Now! New and improved! In that bullet form the kids are all so keen on these days!
  • When I was walking Bubs yesterday, he stopped to sniff obsessively and (of course) pee on a fire hydrant. And older dude in a tan trenchcoat walked by us as Bubs was mid-stream. Old dude looks at me, then at Bubs. He then says (still looking at Bubs tinkling), "Yeah, that's how I do it too" and continues walking. Huh. I hope that I don't get what he meant, but nonetheless I still feel bad for his neighbors.
  • One of my neighbors is getting a new roof. When I was walking Bubs a few days ago (seriously- this is all I do anymore), one of the roofers seemed to take a shining to me. I can't say I blame him- really, who can't resist a sexy broad wearing faded yoga pants, tennies so old they are considered "antique", a sweater with used kleenex hanging out of the pockets, no makeup and a mismatched knit hat? He appeared to be of Latin descent, and from what little Spanish I know, he seemed to be expressing his appreciation for my lovely bottom as well as requesting that I help him perform some sort of "job" with him. When I turned and gave him a look of disgust and said "Really?!? Seriously- REALLY??", he then called me an ugly dog. Or he was admiring Bubs. Or something. Really, my Spanish is limited to ordering fancy margaritas and navigating the deli counter at the Mexican grocery, so what the hell do I know- I'm no roofer.
  • Lesson learned: never turn one of your favorite pans on high with olive oil in it and then think you turned it off while you ran upstairs to pee. Also: never stop (after peeing) to snuggle with your kitty cats, put away a little laundry, stare at your pores and then pee again while said pan is still on the stove. We'll just say that my house smelled like a tire fire for three days, and my favorite pan now looks like this (and is currently on day 5 of soaking in the kichen sink):

  • I seem to have developed a bit of a birdseed addiction. I am currently going through about 20 pounds of it a week, and yesterday I tried to give the cashier at Petco a handie in exchange for some "really good seed". Had the cashier actually been male, this may have worked. My devotion to my kitties and wanting only the finest birds for them to bonk their heads against the glass porch door in a sad effort to eat the tweeters knows no bounds.

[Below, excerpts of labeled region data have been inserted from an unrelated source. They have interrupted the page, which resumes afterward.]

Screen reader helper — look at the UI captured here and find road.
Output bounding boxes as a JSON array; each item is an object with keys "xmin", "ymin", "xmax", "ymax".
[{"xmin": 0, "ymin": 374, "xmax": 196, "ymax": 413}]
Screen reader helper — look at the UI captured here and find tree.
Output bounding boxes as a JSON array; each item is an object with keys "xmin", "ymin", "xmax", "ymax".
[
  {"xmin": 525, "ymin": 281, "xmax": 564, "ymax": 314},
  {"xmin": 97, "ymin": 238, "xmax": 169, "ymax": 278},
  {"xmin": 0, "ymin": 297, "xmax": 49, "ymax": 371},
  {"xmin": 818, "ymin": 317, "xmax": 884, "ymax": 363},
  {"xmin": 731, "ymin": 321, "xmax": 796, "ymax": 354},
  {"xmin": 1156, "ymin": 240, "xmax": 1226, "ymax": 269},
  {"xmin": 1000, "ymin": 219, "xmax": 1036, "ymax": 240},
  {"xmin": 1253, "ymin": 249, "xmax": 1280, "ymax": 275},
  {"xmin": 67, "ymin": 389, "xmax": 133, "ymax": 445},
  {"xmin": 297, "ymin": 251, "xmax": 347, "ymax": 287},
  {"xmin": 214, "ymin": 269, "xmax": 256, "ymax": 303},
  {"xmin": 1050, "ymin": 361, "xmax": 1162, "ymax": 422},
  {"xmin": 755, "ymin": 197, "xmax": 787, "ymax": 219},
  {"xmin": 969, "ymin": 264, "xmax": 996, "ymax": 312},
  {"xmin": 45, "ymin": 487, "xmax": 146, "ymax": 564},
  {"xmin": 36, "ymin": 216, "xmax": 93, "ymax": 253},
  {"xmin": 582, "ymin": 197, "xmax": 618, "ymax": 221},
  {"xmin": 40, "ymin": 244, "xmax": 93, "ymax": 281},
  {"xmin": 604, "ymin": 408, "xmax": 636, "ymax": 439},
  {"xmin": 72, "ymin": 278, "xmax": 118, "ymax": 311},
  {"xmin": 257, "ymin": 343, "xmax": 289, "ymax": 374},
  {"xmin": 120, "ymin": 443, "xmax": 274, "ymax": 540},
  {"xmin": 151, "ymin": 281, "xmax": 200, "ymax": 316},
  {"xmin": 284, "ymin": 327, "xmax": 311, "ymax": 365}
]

  • I get my groceries delivered. There, I said it. I'm not one to splurge on extravagant things- up until recently I always cut my own hair, I refuse to spend more than $40 on a pair of jeans, and I use my nail clippings and shed hair in craft projects that I sell on street corners. But this? This, I deserve. I go online Thursday night, tap-tap-tap in my order, and Friday morning a fresh-faced delivery dude greets me (usually still in my jammies, no bra, with serious pillow face) with a stack of green tote boxes filled with everything from kleenex, to eggs, to booze. This is the best thing I have ever done for myself, aside from that one time I gave myself the Nobel prize for snack-food themed literature. Anyways...they ("they" being the grocery wizards) seem to think it's funny to send me the latest issue of "Parent" magazine every few orders. And the answer is no- no they do not mean "animal parent". They actually mean "human parent", which is just plain stupid. I mean, the volume of boxed wine that I order should tell them that I am unfit to be responsible for something that will eventually hate me for not letting them get facial tattoos and move to Europe to join a tulip-farming commune. Wait- maybe the booze is exactly why they think I have kids. Again, I'm confused.
  • Not much else, just work, cooking, wining and dining with friends, thinking about finally unpacking from the San Fran trip, scratching itchy spots, and internet shopping.
Happy Friday, my little feathered nuggets of itchy goodness. Happy Friday.